I found myself wanting the database abstraction layer by @imsodin today because I want to test badger instead of leveldb. (For reasons, mostly that the leveldb implementation is not seeing too much action on issues and such.) But that PR is a bit outdated and the interface it declares isn’t optimal for integrating something like badger. I’d like to propose a tweaked interface and fixup that PR…
Reader
is what we can do with a read only transaction, but also with a read-write transaction so it becomes its own interface.
type Reader interface {
Get(key []byte) ([]byte, error)
Has(key []byte) (bool, error)
NewIterator(prefix []byte) Iterator
}
The ReadTransaction
is that plus a Release
that must be called. All operations (even Get
) need to happen in a transaction. Leveldb doesn’t enforce this, but Badger does. In our current code we generally take a read transaction (snapshot) anyway.

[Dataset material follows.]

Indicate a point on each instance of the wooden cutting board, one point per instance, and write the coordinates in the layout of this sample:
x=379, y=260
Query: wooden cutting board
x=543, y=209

type ReadTransaction interface {
Reader
Release()
}
The WriteTransaction
adds write stuff and Commit
. It’s fine to Release
(== discard) after Commit
ing so that one can always be deferred, but if commit is successful then release is a no-op.
The transaction here might be somewhat best effort. This stuff is shaky as is in leveldb, and badger has its own wrinkles – a transaction might grow “too large” and needs to be committed and reopened. I think we should handle as much of that as possible in the implementation so our “user” code doesn’t need to know this.
type WriteTransaction interface {
Reader
Put(key, val []byte) error
Delete(key []byte) error
Release()
Commit() error
}
The Iterator
interface is simplified. We take a prefix instead of a range, because that’s the sort of scans we do. This can become a range iterator in the backend, or it can be just a seek plus an end check implemented in our wrapper type.
type Iterator interface {
Next() bool
Key() []byte
Value() []byte
Error() error
Release()
}
Finally the top level database type and functions to inspect returned errors.
type Backend interface {
NewReadTransaction() ReadTransaction
NewWriteTransaction() (WriteTransaction, error)
Close() error
IsNotFound(err error) bool
}
No implementation specific types in this interface.
No batches (rwTran
can be a batch when appropriate).
Typical iterator usage:
ro := db.NewROTransaction()
defer ro.Release()
it := ro.NewIterator(nil)
defer it.Release()
for it.Next() {
// it.Key() and it.Value() are valid
}
if it.Error() != nil {
// iteration failed due to database error
}
It’s debatable whether to return errors for new transactions and iterators. The underlying implementations differ on this. On balance, I think it’s reasonable for NewWriteTransaction()
to return an error (it probably does writes as part of this call). The read transaction can return the error in its Get()
method, which should anyway be checked. The iterator can return false on Next()
and return the error in Error()
and it will be handled as part of that required error checking anyway.